James made 16 of his 27 shots from the floor, added 11 assists, eight rebounds, four steals and three blocked shots as the Cavaliers leveled the best-of-seven NBA Finals at 3-3, setting up a dramatic seventh-game spectacle on Sunday at Oakland, California.
“We’ve been able to beat a great team two straight games to force a game seven. I can’t wait,” James said. “I’m going to give everything I’ve got in game seven.”
The 31-year-old forward, who averages an NBA-best 32.4 points when facing playoff elimination, also scored 41 points in a must-win fifth game road victory, making him the first player since Shaquille O’Neal in 2000 with back-to-back 40-or-more finals games.
“He has had two great games to keep his team alive,” Warriors star Stephen Curry said.
“That’s what he’s supposed to do.”
Four-time NBA Most Valuable Player James scored 18 consecutive Cavaliers points over the end of the third quarter and the start of the fourth, almost single-handedly holding off the last Warriors rally with his aggressive play.
“When a guy has got it going like that, it’s just unbelievable to be a part of,” said
Cleveland’s Kyrie Irving, who scored 23 points.
“He had another unbelievable game,” added Cavaliers coach Tyronn Lue. “That’s what we expect of LeBron, and that’s what he’s been doing his whole career.”
When asked if their NBA record 73-win season would be a failure without the title, Golden State’s Klay Thompson said, “100 percent.”
“It’s either win the whole thing or bust for us. We will feel like we failed.”
‘Made to be broken’
One game from delivering long-suffering Cleveland fans their first major sports crown since 1964, the Cavaliers are trying to complete the greatest comeback in NBA Finals history by becoming the first team to rally from a 3-1 deficit for the crown.
“Records are made to be broken,” James said. “We gave it our all tonight and we were able to come away with the victory.”
Only twice before in NBA Finals history has a team down 3-1 even forced a seventh game, the most recent half a century ago by the Los Angeles Lakers and the first by the 1951 New York Knicks.
Long odds aren’t yet behind the Cavs. Road teams have won only three times in 18 NBA Finals’ game sevens, none since Washington took the crown at Seattle in 1978.

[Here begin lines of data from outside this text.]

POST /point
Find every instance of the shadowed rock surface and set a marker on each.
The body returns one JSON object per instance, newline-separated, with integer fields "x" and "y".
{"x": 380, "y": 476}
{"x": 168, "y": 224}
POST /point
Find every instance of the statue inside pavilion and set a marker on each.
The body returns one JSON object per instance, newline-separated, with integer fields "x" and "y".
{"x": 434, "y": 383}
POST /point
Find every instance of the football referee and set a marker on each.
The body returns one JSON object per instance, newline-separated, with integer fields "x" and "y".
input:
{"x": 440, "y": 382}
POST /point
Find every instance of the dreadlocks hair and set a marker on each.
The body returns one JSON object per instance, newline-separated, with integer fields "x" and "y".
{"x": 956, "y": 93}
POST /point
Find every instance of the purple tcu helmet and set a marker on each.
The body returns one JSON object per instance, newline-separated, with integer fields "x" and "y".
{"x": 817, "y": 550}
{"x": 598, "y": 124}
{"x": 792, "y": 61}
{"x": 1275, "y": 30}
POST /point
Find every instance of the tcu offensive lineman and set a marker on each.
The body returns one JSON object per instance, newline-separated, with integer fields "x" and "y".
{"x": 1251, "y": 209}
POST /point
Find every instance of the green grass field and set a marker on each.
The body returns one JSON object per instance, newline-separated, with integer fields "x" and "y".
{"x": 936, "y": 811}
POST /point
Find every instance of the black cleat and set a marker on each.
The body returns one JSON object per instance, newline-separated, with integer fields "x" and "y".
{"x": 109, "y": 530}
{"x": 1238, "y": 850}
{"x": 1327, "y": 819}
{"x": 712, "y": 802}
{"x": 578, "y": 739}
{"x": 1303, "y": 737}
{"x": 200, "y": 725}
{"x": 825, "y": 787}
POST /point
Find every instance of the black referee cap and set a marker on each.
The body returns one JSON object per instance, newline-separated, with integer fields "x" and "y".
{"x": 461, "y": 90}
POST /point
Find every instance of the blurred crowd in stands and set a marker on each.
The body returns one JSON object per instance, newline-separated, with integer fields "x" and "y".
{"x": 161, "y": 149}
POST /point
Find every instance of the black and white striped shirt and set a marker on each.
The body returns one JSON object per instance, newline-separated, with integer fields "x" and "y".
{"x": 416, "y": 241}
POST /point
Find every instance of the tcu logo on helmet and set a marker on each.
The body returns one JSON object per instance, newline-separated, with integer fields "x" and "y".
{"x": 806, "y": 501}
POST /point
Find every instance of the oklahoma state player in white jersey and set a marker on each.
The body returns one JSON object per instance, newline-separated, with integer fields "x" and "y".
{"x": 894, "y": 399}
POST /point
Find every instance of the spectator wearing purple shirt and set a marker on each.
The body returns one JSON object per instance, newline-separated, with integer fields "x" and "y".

James, the richest US athlete with $77.2 million in revenue last year, sparked the Cavaliers with emotional slam dunks, timely steals, driving lay-ups, aggressive defense and exciting shot blocks, notably rejecting Curry inside late in the game and trash-talking him over his futility.
When asked what James said, Curry replied, “Nothing.”
Frustrated Curry, the NBA Most Valuable Player and scoring leader, led the Warriors with 30 points but was ejected for the first time in his career, fouling out for the first time since 2013 then hurling his mouthpiece into a spectator in anger to earn banishment to the locker room.
“I had some stuff I wanted to get off my chest after the way the game went and that was it,” he said.
“It was obviously frustrating fouling out in the fourth quarter of a clinching game,” Curry added. “So it got the best of me, but I’ll be all right for next game.”
Warriors coach Steve Kerr and Curry both questioned the quality of the foul calls.
“I’m happy he threw his mouthpiece. He should be upset,” Kerr said. “He had every right to be upset.
“He’s the MVP of the league. He gets six fouls called on him, three of them were absolutely ridiculous. He steals the ball from Kyrie clean at one point. LeBron flops on the last one.”
Green sees red
Warrior forward Draymond Green, just back from a one-game ban, had to be restrained by Kerr in the dying minutes as he argued with a referee over a foul call.
With a chance to win a title, the Warriors made a nightmare start, the fewest points in the first quarter of an NBA Finals game since the shot-clock era began in 1955 and their fewest in any quarter all season.
Cleveland overwhelmed Golden State at the start, jumping ahead 13-2 and 31-9 before settling for the second-largest first quarter lead in NBA Finals history at 31-11.